I have had these two TiVo's since I bought them new in 2004. I have been using them in our spare bedrooms. Recently I have purchased two premiere's that replaced these. I hadn't turned either of them on for about 6 months. I hooked one up and it was working fine until about a week ago. The problem was a green screen with white writing on it. I don't remember what it said exactly, but it said to call TiVo tech support. I did and they said the unit was out of warranty and suggested I call Weaknees. When I originally purchased these TiVo's I bought a replacement Hard Drive for each one as I figured that would be the one thing that would eventually fail. So, I decided to replace the hard drive in the one with the green screen, this is the first time I have opened the case. I work in the computer field, so changing a hard drive is not that difficult. When I booted the TiVo after the HD replacement it boots to the out of box experience I would have expected with a new HD. The remote did not work after this, so I grabbed the other TiVo that had been setting for 6 months and plugged it in expecting it to work without any issues. It did not respond to any remote inputs, but it has some buttons on the front so I was able to tell that the TiVo was functioning. I had not opened the case on the second TiVo at this point. Yes I verified the remote works with other TiVo and tried the other remotes that I have in the house. It's just really strange that both of them are showing the same issues. I'll check out your links to the power issues and see if anything gets them working again. Thank you!!


----------



## unitron

southwos said:


> I have had these two TiVo's since I bought them new in 2004. I have been using them in our spare bedrooms. Recently I have purchased two premiere's that replaced these. I hadn't turned either of them on for about 6 months. I hooked one up and it was working fine until about a week ago. The problem was a green screen with white writing on it. I don't remember what it said exactly, but it said to call TiVo tech support. I did and they said the unit was out of warranty and suggested I call Weaknees. When I originally purchased these TiVo's I bought a replacement Hard Drive for each one as I figured that would be the one thing that would eventually fail. So, I decided to replace the hard drive in the one with the green screen, this is the first time I have opened the case. I work in the computer field, so changing a hard drive is not that difficult. When I booted the TiVo after the HD replacement it boots to the out of box experience I would have expected with a new HD. The remote did not work after this, so I grabbed the other TiVo that had been setting for 6 months and plugged it in expecting it to work without any issues. It did not respond to any remote inputs, but it has some buttons on the front so I was able to tell that the TiVo was functioning. I had not opened the case on the second TiVo at this point. Yes I verified the remote works with other TiVo and tried the other remotes that I have in the house. It's just really strange that both of them are showing the same issues. I'll check out your links to the power issues and see if anything gets them working again. Thank you!!

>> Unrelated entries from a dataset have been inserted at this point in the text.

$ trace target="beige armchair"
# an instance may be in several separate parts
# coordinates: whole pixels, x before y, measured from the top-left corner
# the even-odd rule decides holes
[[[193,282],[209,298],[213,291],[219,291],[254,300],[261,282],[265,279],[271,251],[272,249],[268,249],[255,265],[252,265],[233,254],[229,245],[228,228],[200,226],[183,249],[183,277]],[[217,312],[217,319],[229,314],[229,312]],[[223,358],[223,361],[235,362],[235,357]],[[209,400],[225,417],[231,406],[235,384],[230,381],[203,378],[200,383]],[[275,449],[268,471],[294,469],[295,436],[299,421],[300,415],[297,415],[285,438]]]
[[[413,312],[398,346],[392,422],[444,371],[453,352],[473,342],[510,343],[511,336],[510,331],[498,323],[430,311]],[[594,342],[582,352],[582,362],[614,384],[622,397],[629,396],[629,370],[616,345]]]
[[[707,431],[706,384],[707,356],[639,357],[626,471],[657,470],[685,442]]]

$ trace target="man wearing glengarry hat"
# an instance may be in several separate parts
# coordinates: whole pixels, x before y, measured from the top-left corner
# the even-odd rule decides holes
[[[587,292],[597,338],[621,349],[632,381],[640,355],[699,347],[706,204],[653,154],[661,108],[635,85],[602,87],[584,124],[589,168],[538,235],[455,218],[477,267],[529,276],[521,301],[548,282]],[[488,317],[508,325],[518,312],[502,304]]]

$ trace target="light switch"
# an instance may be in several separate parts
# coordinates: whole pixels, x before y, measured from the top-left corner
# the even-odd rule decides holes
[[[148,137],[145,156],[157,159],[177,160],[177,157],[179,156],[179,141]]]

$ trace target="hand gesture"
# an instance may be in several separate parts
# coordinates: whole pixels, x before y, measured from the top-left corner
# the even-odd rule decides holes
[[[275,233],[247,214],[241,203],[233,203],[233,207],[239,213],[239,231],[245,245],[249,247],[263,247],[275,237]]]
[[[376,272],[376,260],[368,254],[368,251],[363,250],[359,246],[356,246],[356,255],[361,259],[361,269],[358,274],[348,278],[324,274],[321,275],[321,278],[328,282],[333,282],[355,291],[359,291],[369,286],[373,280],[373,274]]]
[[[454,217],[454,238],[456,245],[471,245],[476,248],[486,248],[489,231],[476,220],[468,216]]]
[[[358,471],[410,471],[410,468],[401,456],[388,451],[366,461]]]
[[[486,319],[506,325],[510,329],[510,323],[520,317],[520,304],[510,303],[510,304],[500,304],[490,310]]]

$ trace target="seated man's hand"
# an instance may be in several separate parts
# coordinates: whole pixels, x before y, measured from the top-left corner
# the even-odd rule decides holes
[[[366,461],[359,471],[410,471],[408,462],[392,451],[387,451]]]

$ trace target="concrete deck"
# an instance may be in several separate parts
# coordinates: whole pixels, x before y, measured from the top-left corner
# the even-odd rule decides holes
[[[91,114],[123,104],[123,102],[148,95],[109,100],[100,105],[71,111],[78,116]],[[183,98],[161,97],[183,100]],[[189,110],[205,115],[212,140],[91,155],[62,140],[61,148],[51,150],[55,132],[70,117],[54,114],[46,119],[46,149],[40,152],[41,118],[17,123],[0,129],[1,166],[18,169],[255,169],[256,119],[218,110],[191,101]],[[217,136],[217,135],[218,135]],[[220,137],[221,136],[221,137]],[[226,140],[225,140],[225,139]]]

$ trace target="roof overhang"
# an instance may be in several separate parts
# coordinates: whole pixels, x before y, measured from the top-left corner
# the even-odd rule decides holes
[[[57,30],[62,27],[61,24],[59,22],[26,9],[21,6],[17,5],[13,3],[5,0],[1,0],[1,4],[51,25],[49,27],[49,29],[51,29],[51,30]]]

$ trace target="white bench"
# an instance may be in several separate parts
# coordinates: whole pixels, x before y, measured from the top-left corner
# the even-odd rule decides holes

When you say you bought spare hard drives, do you mean from a specialist that pre-installed the TiVo software on them?

Because otherwise the out of box experience I'd expect would be the motherboard shows the initial welcome screen and then can never find the TiVo software on the blank, unformatted drive, so it never moves on.

You should have taken closer note of the exact wording of that Green Screen Of Death (which is usually a green screen of severe indigestion).

Usually it's something about the TiVo has a problem and you need to let it sit unmolested for a few hours to try to straighten it out.

I think you're supposed to call TiVo if it shows that screen for about 3 hours, then reboots and shows it again, then reboots again in 3 hours and shows the screen again--in other words, if it never manages to fix its problem.

And make sure you're using the correct remote, the Toshiba for the Toshiba and the Pioneer for the Pioneer, and that the batteries in each are fairly new, and the motherboard battery could probably stand to be replaced in each by now as well.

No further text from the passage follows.